Have you actually managed to find a new home on the island now, two years after the closing of Space?
No. I’m never going to do another residency on the Island, there is no club for me to play like that - Space was definitely the place for me. We have the idea of bringing Space back next year for maybe an opening and closing, but apart from that we are actually looking for a new area to build a new Space somewhere on the island.
So you are actually planning on building a new Space?
Yes, it's going to happen - there's no doubt about that! I'm going to bring it back in the near or the distant future. I mean, I’ve lost my home and I need to build a new one. There's no point in me going to Pacha to have the Space ideal. There's no point in me going to Amnesia and just put the Space logo on that club. There’s no point in me going to Privilege and doing the same thing. There is no point, because Space was built as an independent club in Playa d'en Bossa. Playa d'en Bossa only became Playa d'en Bossa because of Space. The new Space doesn't actually have to be on Playa d'en Bossa. Obviously we need some place where it's a little bit quiet. There is no way I'm going to build a Space nightclub next to Ushuaia or anything. We will go to a completely new place with a new concept. But the idea is to have the same people who made Space and have people who want to support me in my quest to create a new Space back on the island.
Will that new Space open next year?
No, it definitely won’t be next year. But 2020 sounds fantastic to me.
What did the closing of Space do to the island? Has it had an effect on the way you see Ibiza as well?
People used to book their holidays on the opening parties of Space and the closing parties of Space. People didn't go to the island unless they went to the opening and they closing and now the thing is that Space is no longer there. Yes, you can go to the opening of Ushuaia and the closing of Amnesia but Space brought everybody together – whether you worked in the post-office or whether you worked in a supermarket or a petrol station. Space was for the workers and the people who lived on the island. It wasn't just for the tourists. The closing was a celebration of the work that they did on the island, to celebrate the fact that they got through the season. That's the thing that is absolutely missing on the island and that's the thing that I have to bring.
Have you had a chance to visit Hi Ibiza? In the past you have said that you struggled with that idea.
I'm still struggling. I watch and I know everything that is happening in that club. I don't actually need to go in that club to be convinced of what I think of what is good or bad about it. I hear so many stories about it that I feel I don't actually need to go there.
Your schedule this year seems a little bit more selective than in previous years. Was that a conscious decision?
That was a massive conscious decision. I am getting to a point where I only do events that I really want to do and not events that I have to do. It doesn't mean that it has to be the biggest and the best. That's why you see me at some events which people are not expecting me to be at and at the events that people are expecting me to be at I haven't been. When you think of Time Warp for instance, they're in their 25th year now coming up next year and I only missed two of them.
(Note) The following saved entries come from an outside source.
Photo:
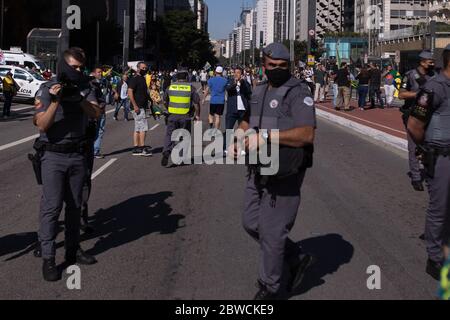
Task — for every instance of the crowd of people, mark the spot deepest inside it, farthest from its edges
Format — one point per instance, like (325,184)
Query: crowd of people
(373,86)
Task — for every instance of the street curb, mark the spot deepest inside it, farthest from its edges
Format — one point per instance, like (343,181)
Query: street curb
(396,142)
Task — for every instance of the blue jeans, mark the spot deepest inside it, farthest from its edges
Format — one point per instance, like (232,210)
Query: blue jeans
(362,92)
(125,103)
(335,94)
(100,132)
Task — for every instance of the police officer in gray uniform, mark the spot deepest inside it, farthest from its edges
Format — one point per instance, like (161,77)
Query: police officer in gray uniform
(429,126)
(179,113)
(413,82)
(281,111)
(62,112)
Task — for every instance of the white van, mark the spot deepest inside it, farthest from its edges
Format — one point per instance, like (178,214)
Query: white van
(17,57)
(28,80)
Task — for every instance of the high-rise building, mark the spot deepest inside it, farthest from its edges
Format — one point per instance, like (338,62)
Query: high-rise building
(385,16)
(322,16)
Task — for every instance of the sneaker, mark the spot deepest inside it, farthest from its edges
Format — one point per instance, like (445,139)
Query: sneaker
(146,152)
(137,151)
(434,269)
(49,270)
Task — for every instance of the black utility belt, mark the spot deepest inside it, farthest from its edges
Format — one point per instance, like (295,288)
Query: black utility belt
(80,147)
(440,151)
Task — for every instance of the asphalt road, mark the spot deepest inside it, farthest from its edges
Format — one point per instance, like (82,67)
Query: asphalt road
(176,233)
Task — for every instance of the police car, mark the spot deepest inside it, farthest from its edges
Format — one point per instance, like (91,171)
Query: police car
(29,81)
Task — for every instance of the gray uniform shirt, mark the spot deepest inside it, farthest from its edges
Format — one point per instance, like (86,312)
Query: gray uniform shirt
(296,110)
(70,120)
(438,129)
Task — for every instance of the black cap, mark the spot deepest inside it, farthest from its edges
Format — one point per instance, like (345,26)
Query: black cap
(426,55)
(277,51)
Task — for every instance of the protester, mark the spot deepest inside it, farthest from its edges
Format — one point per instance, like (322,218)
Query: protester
(363,87)
(375,85)
(217,87)
(124,101)
(343,83)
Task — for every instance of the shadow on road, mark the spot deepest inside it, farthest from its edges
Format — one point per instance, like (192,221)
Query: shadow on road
(116,226)
(331,251)
(131,220)
(22,243)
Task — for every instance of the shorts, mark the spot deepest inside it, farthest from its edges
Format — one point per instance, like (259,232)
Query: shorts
(140,121)
(216,109)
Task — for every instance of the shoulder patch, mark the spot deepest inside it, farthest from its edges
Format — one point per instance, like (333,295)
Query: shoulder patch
(308,101)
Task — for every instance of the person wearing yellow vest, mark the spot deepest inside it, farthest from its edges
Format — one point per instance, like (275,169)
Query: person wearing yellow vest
(182,103)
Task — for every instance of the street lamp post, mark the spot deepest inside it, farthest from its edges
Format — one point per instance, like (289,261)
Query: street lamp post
(2,25)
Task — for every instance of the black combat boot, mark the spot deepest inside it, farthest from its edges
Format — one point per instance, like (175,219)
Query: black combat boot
(418,186)
(85,226)
(264,294)
(165,160)
(434,269)
(49,270)
(37,252)
(77,255)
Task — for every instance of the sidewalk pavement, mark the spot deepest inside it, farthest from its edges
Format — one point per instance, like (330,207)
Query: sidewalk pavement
(384,125)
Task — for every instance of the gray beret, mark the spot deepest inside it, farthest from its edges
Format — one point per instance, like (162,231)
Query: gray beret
(277,51)
(426,55)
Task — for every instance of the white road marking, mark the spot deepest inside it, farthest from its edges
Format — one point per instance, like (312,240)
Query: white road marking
(13,144)
(33,137)
(103,168)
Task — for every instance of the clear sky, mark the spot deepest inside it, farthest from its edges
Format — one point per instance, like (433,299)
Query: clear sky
(222,15)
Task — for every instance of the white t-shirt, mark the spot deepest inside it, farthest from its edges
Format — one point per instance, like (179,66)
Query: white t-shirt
(124,91)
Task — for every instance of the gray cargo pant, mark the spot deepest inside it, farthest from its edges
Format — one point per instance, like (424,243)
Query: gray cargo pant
(63,176)
(268,217)
(174,122)
(438,214)
(414,165)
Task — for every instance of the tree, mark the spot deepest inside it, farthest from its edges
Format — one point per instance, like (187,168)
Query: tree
(300,49)
(187,45)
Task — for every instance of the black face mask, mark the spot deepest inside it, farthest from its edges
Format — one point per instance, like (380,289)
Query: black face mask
(430,69)
(70,76)
(277,77)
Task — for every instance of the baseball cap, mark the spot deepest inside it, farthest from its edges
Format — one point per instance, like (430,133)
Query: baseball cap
(277,51)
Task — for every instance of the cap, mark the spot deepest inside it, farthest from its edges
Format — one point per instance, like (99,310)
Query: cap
(426,55)
(219,70)
(277,51)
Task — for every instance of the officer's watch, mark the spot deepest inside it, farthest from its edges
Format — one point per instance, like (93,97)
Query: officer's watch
(266,136)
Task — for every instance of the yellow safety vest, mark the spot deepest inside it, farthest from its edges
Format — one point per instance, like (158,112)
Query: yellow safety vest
(180,98)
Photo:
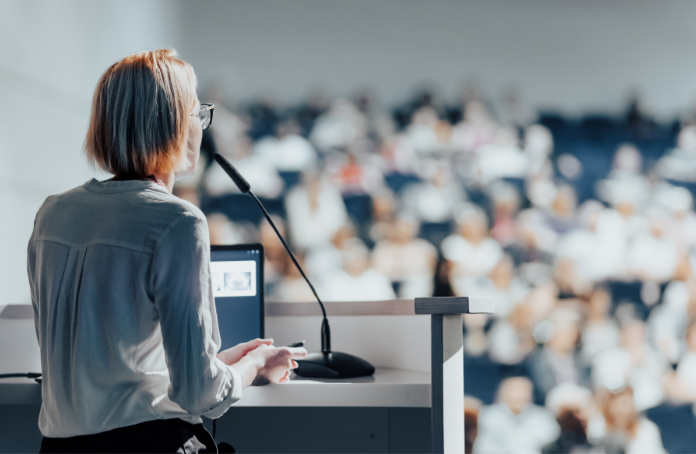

So if I'm not there it makes a difference but I also have to give myself some time off to make a difference once I go back. It also gives me the opportunity to do other events and other places which I want to go back and enjoy. I haven't been back to South America for two years. I haven't been to Japan for five years, I haven't played Greece for the last eight years. It's amazing what I haven't done based on what I've been doing.
Are there any places that you've really been wanting to play?
I remember playing in Reykjavik maybe about seven, eight years ago. I'd like to go back and play there, that was just awesome. Or I haven't played Finland for quite a few years now. I haven't played Turkey for quite a while now. I haven't played Sofia for a little while also. Quite a lot.
You recently starred in documentary What We Started alongside Martin Garrix. How was filming the documentary?
When I was approached to be involved in this movie I was a little bit hesitant about it because of the connotation of the success of EDM and I thought that maybe I would just be irrelevant, but then I met the directors and realised that they were going to treat the topic with the respect it deserved. They went deep into the history of our scene, and this was really great. They really did make sure that the story was told of how it started. It wasn't like I woke up one day and said I am going to be a successful rave orientated electronic DJ artist. Martin Garrix, he basically has woken up in the digital age, he has woken up with social media, with making a record on a computer. I woke up and was lucky if I got a message or my pager. If I was to go find anybody I had to physically go get in my car or walk or get a bicycle and see if my friend was awake. A mile and a half away. All of these things were different. The road of success for me was definitely much harder than it was for him but I'm still here relevant in today's society. Also I didn't have the support of my father like he has had the support all the way and still in present day. And I had to basically push through that because my father was always about me getting a proper job and I was not into falling in line with that because I had this music within me. As for Martin, as soon as he made a record it went up on YouTube and got the attention of 1.5 million listeners, which basically ended up with a record deal and then with him being a superstar. That never happened to me. My road of success was basically making sure I was at every event humanly possible and being a reliable DJ rocking every single place. That took me 30 years. Martin has already achieved that in the last six years. But if Martin really wants to get to the level where I am in the sense of how long I've been in the music industry, he's got 30 years left to go.
Looking into the future, what's your plan for 2019?
At the moment I built a new recording studio in Melbourne, Australia. I've had a few successful remixes out, one of them being for Ninetoes. I've just done a mix for Monkey Safari, and I've just got another remix out for Alex Mine and then another remix for Nic Fanciulli. I've got some of my own records out as well. I am just working on a new one coming up called ‘Odon’. I'm on fire with the studio. I'm really happy to get back to being creative again based on how amazing this studio sounds and how it makes me feel when I'm making music. so much that I basically started a new record label called Awesome Soundwave and I'm only signing electronic artist that can play live. And what we are going to be doing is most of the artists that play live are going to be streamed from my own recording studio. It is going to be like an insight of what's coming up next in the of electronic music scene in the future.